2, We believe that the amendments in the name of Baroness Drake will be against the interests of consumers who need a pension dashboard to find lost pensions and have access to their providers to make decisions about choice, consolidation and the spending of benefits.
3,There is evidence that MaPS is extremely good at delivering high level information about options but are not able to give detailed guidance at the granular level of individual policies. If the MaPS dashboard has no transactional capabilities and commercial providers operate on a T+1 basis where T is the yet to be communicated launch date of the MaPS dashboard then the public will be denied the detailed guidance they need to manager their retirement affairs.
4, The main reasons given for preventing transactional capability on the dashboard is concern over people taking decisions without advice. This is certainly a concern where there are safeguarded benefits within the ceding scheme. But most pension pots since 2000 have no safeguarded benefits and have been set up if not as stakeholder pensions, in the spirit of stakeholder pensions (which were designed to provide portability without need of advice).
5, What is needed for pension dashboards to operate successfully is to recognise the vast majority of pension pots that are not carrying safeguarded benefits and legislate around them. It is up to regulators, especially the FCA, but also tPR, to ensure that member’s benefits are protected. The Drake amendments close the door on innovation and good practice to shut out poor practice and indeed scamming. However, poor practice and scamming focusses on larger pots and especially on defined benefit rights where the FCA report, the average loss to members is £82,000 per victim. There is no evidence that scammers are targeting smaller pots and we recommend that the Government sets a limit below which pots can be transferred not just without advice, but at the click of a mouse from the pensions dashboard.

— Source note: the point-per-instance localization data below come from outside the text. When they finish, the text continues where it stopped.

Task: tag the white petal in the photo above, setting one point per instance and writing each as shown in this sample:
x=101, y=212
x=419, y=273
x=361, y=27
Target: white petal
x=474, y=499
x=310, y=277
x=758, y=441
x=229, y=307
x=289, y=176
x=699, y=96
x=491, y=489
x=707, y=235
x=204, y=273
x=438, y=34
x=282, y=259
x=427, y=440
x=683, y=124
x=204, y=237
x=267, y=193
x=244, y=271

6, The amendments in the name of Baroness Drake would have a second impact which would be systemic and negative. There is a reluctance amongst many pension providers, about which AgeWage has considerable evidence, to provide data to enable transfers and to accept legitimate data and transfer requests from consumers. They argue that by offering their customers a poor service, they are providing the “necessary friction” to prevent self-harm. This is giving inefficient providers an excuse not to upgrade systems and adopt better technology. It is giving them reason not to participate in the pensions dashboard project and is counter to consumer interests.
- Finally we would like to address the question of consumer confusion resulting from multiple dashboards. This same argument was being made prior to auto-enrolment when it was thought that only Nest should be able to participate in AE. This turned out to be a false alarm, competition has and will continue to improve value for money from workplace pensions. Nest competes with a variety of providers because the Government resisted calls, not least from within Government to grant Nest a monopoly. Consumers have not been confused and the system is working well.
8, It is often thought by those who are in the public sector that the private sector is predatory and trending to bad practice or worse. When the worst recent case of pension scamming occurred in Port Talbot and other British Steel towns it was private sector advisers who were on hand to give immediate support to those who had been scammed and the public sector regulators who were absent. Latterly, history has been re-written. There is a strong moral backbone to many financial advisers and to organisations like my own who often go where others regulators fear to tred. We should recognise a lesson from British Steel is that where good quality information and guidance is not readily available on transfers, poor quality information will be given much greater credence.